Les portes de l’ascenseur s’ouvrirent. Pas encore son esprit.
Il fit un pas, puis un autre. Puis, un autre. Vers le seul endroit où il espérait trouver quelque réconfort. Non vers la droite, où se menaient les tractations. Mais sur la gauche... Bien sûr…
Sophronyme Grangier, dernier du nom, chargé du bien lourd héritage que lui avait légué sa chère mère, Ann’So, arpentait à présent le Couloir du Premier vers le seul endroit dont il avait l’absolue exclusivité.
Vers la chambre de sa mère.

Avant même d’entrer, le jeune homme en pressentit le parfum, la lumière, la musique du silence imparfait - jamais complet, bien que le lieu se tournât vers la cour. Pas sur le boulevard.
Après le décès de sa mère, survenu fin 2029, Sophronyme s'était secrètement interdit de venir jusque là. Lui qui, dans son enfance, n’y était venu qu’à trois notables reprises
A sa naissance - dont il n’avait, évidemment, aucun palpable souvenir.

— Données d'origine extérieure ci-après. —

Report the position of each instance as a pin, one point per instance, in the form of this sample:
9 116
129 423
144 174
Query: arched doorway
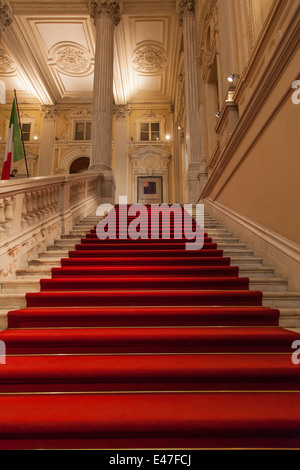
79 165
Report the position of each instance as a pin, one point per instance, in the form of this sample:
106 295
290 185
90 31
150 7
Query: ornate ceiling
48 52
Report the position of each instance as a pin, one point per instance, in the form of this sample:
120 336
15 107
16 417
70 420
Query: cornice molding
185 8
281 56
6 17
148 7
105 9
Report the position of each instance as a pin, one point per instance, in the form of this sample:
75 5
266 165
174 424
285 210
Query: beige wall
266 187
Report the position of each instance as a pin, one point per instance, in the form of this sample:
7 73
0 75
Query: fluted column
49 114
6 17
193 140
106 14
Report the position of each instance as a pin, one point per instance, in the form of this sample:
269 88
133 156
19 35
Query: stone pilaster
6 17
193 140
49 115
106 14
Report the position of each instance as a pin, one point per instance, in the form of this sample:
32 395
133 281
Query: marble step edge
289 316
33 285
249 271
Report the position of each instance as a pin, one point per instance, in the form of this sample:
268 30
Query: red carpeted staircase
144 344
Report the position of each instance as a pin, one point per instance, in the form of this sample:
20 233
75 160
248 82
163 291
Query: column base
192 184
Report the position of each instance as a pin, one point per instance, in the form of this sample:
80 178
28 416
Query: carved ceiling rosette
106 8
121 111
71 59
6 17
149 59
7 65
185 7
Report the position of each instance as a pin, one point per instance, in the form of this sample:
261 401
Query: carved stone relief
6 17
149 59
7 65
71 59
106 8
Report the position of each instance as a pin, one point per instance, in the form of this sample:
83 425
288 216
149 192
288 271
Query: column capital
6 17
49 112
185 8
106 9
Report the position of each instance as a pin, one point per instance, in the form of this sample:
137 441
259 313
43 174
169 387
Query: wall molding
285 49
276 250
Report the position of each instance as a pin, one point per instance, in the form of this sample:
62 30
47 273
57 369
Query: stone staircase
275 290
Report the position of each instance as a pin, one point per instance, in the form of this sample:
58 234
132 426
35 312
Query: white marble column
106 14
121 158
49 114
6 17
193 139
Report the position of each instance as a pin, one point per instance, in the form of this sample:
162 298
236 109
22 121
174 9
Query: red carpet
144 344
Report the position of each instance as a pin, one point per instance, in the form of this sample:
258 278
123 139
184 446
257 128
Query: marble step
20 286
272 284
289 318
289 299
40 262
256 271
44 270
232 252
9 301
54 253
34 272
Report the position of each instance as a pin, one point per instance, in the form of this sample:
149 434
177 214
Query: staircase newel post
106 15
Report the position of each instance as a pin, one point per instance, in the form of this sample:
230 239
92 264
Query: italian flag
14 148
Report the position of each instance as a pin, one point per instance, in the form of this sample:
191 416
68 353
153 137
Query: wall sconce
233 76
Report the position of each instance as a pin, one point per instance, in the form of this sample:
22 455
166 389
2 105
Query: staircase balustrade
34 211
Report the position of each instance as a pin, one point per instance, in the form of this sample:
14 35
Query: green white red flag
14 148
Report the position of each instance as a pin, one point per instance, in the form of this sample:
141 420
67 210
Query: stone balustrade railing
35 211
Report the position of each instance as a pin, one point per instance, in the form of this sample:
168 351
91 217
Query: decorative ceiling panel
52 48
149 31
52 32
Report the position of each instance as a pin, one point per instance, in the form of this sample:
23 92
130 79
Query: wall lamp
232 77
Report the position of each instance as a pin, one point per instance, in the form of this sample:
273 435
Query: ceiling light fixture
232 77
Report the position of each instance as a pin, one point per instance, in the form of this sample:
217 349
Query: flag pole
20 127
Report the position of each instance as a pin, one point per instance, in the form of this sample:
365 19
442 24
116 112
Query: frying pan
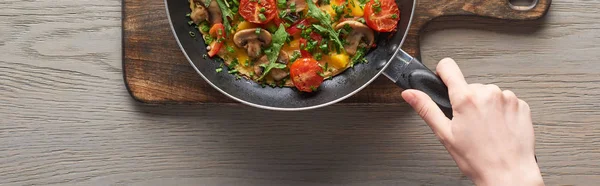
387 58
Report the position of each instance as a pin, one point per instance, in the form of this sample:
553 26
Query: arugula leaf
226 13
358 57
273 51
326 23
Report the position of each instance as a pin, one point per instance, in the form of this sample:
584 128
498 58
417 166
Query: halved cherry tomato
305 74
294 28
382 15
217 31
258 11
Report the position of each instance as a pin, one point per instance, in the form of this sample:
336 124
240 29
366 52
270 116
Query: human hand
490 137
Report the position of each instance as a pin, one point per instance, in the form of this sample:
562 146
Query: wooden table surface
67 119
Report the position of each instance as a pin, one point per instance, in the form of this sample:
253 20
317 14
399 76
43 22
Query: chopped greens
282 4
204 27
358 57
295 56
273 51
326 23
226 13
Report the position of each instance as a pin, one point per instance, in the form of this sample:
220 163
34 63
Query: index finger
451 75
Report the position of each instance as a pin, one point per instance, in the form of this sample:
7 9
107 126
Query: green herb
318 56
282 4
206 3
377 6
323 46
358 57
271 28
233 63
295 56
324 67
230 49
262 17
273 52
362 3
325 20
306 33
361 20
226 14
257 31
204 27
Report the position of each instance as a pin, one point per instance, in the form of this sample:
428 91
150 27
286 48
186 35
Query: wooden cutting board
156 71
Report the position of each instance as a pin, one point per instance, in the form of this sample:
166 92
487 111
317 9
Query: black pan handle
409 73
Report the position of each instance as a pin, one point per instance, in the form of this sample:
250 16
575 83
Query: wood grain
156 71
66 119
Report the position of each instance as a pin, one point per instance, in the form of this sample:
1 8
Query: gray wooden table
66 118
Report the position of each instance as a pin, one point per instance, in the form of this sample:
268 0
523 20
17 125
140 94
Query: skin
490 137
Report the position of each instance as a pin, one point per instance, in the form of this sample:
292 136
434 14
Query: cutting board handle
501 9
426 11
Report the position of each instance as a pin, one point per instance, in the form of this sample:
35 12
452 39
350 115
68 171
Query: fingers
448 70
429 111
511 99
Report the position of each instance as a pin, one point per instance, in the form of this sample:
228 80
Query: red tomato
294 28
305 74
382 15
217 31
252 10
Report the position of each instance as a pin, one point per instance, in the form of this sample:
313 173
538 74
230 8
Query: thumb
429 111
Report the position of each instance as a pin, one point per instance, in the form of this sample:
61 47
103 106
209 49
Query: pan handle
409 73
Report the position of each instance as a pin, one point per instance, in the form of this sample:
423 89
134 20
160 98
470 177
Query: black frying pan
405 71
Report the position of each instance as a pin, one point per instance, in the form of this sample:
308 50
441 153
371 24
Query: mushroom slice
300 5
199 14
276 74
252 39
203 13
215 12
361 35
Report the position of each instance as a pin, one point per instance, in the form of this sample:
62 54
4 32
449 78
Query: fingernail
409 97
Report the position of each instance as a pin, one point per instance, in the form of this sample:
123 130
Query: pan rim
280 108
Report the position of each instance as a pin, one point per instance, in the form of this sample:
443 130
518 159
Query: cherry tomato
294 28
305 74
217 31
382 15
258 11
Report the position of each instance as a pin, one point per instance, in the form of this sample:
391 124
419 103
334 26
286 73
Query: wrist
526 175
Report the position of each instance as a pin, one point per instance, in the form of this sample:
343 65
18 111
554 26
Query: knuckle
466 97
494 89
524 105
509 96
423 111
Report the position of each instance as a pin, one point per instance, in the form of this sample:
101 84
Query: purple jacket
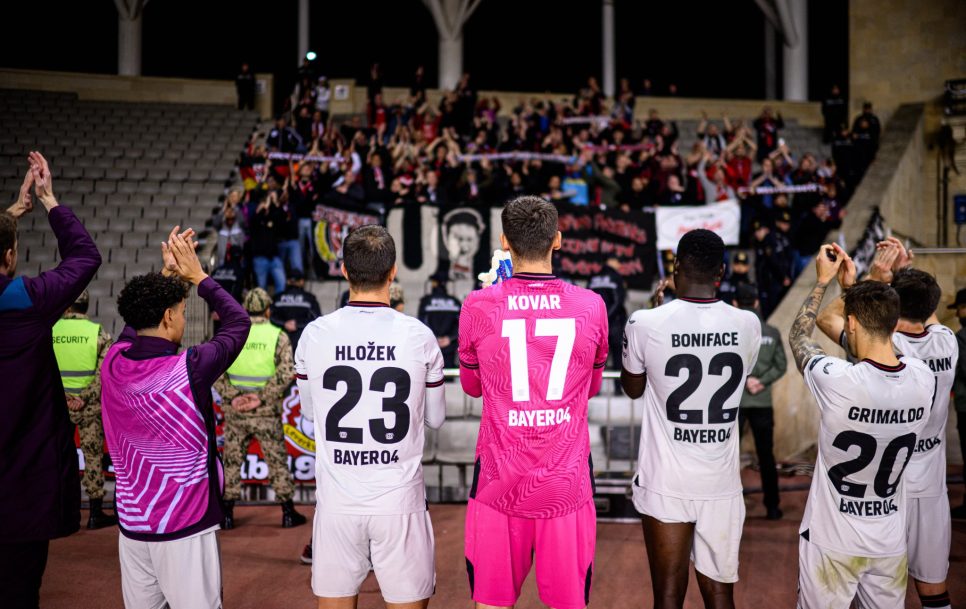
160 424
39 483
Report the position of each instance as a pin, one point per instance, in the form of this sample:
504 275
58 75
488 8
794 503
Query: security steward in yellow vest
79 346
251 392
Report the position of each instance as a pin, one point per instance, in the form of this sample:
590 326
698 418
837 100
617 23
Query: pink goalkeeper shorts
500 550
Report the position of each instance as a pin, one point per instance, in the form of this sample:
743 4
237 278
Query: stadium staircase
130 171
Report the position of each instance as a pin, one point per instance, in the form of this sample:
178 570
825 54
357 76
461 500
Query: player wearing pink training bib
534 347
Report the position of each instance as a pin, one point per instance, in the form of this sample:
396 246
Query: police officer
769 270
756 404
295 308
609 285
79 346
738 276
441 314
252 392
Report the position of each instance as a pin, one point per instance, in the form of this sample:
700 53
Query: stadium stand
128 170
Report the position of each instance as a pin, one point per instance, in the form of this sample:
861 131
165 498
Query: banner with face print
332 225
463 243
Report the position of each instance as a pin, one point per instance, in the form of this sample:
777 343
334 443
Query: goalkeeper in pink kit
534 347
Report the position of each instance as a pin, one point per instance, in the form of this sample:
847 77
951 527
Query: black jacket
295 303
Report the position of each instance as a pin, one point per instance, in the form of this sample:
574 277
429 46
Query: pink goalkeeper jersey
536 347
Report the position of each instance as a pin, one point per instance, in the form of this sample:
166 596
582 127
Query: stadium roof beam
450 16
129 13
790 18
610 53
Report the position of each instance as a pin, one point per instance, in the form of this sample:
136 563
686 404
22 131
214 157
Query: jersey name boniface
705 339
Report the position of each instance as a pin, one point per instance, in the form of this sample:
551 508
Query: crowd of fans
583 150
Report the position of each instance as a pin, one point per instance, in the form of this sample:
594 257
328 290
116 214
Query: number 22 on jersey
516 331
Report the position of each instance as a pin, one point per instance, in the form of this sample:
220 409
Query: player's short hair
530 225
8 232
875 305
145 298
746 295
919 294
369 254
700 255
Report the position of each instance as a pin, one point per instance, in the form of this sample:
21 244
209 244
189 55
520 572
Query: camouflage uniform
88 420
263 423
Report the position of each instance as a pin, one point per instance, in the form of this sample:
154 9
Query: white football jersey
937 347
696 355
364 371
871 417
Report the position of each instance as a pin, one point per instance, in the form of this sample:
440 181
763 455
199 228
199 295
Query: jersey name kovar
697 355
368 368
536 343
871 418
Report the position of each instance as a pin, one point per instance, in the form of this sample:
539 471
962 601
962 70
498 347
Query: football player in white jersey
853 537
370 376
919 335
690 359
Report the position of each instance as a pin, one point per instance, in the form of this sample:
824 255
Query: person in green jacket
252 391
79 346
959 385
756 404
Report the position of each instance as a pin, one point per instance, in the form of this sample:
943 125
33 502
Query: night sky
707 49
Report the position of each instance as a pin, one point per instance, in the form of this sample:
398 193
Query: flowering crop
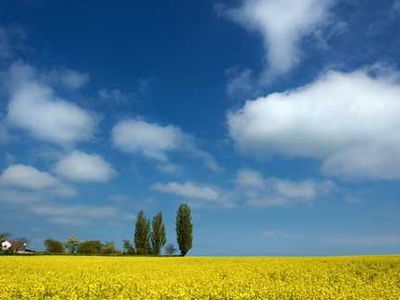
69 277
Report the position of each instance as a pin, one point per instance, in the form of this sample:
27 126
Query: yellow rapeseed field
67 277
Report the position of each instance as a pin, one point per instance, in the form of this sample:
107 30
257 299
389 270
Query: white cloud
27 177
190 190
30 178
113 94
152 140
34 107
259 191
249 178
156 141
349 121
76 214
283 24
69 79
79 166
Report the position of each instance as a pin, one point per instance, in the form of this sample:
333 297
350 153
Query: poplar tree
184 229
158 238
142 234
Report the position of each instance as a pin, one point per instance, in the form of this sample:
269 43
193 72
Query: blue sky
278 121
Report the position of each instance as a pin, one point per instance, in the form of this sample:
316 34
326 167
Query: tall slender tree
158 238
184 229
142 234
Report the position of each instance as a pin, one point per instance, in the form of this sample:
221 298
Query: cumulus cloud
30 178
79 166
113 94
76 214
67 78
35 107
190 190
282 24
43 205
156 141
264 192
348 121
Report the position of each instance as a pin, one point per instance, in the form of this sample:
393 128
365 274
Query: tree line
149 238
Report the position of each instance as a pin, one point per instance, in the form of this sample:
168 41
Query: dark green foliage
54 246
128 248
90 247
158 238
72 244
184 229
170 249
109 248
4 236
142 234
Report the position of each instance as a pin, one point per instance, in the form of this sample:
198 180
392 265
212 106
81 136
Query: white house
5 245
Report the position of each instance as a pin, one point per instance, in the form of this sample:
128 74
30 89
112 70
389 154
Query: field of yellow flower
67 277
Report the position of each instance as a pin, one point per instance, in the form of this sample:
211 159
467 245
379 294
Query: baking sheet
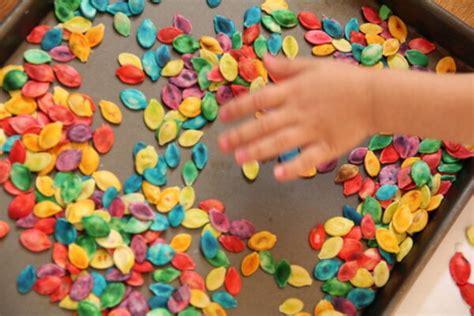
288 210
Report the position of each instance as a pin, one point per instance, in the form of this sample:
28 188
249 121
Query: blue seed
133 99
352 25
224 299
65 232
200 155
146 34
163 55
136 6
350 213
133 184
224 25
332 27
252 16
100 5
197 122
117 7
151 68
326 269
361 298
160 254
52 39
99 283
160 223
172 155
209 245
87 10
213 3
176 216
274 43
26 279
386 192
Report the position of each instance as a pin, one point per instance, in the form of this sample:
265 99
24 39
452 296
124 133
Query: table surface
433 293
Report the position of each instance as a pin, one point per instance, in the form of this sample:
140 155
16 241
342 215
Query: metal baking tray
289 210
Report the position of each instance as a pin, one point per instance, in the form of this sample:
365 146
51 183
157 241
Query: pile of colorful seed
52 168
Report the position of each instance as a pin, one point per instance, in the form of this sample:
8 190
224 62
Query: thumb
280 68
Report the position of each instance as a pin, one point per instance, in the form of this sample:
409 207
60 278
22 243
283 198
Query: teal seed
122 24
270 24
416 58
37 56
113 295
379 141
282 273
429 146
420 173
14 80
326 269
166 275
21 177
267 262
285 18
209 107
372 206
371 54
189 173
95 226
146 34
335 287
185 44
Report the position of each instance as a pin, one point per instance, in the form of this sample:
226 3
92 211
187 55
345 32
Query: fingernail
241 156
279 172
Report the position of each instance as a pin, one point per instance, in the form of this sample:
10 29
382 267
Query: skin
327 108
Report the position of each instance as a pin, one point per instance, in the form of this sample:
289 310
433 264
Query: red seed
4 229
182 261
130 74
232 243
309 20
167 34
34 89
371 15
67 75
21 206
233 282
317 236
35 240
36 35
47 285
209 204
459 268
367 226
103 138
422 45
250 34
41 73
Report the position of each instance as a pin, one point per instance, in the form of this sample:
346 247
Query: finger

A l'occasion d'une singulière - et unique ! partie de cache-cache, subitement initiée par Ce Cher Arivert'so (alors qu'ils n'avaient pas fini ses devoirs), dans le but (plutôt incongru) d'échapper alors à Charles Baumann, son père.
A la mort de ce dernier qui l’avait rendu plus léger, plus libre, plus sereinement prêt à vivre sa vie d’homme, quand il n’était encore qu’adolescent.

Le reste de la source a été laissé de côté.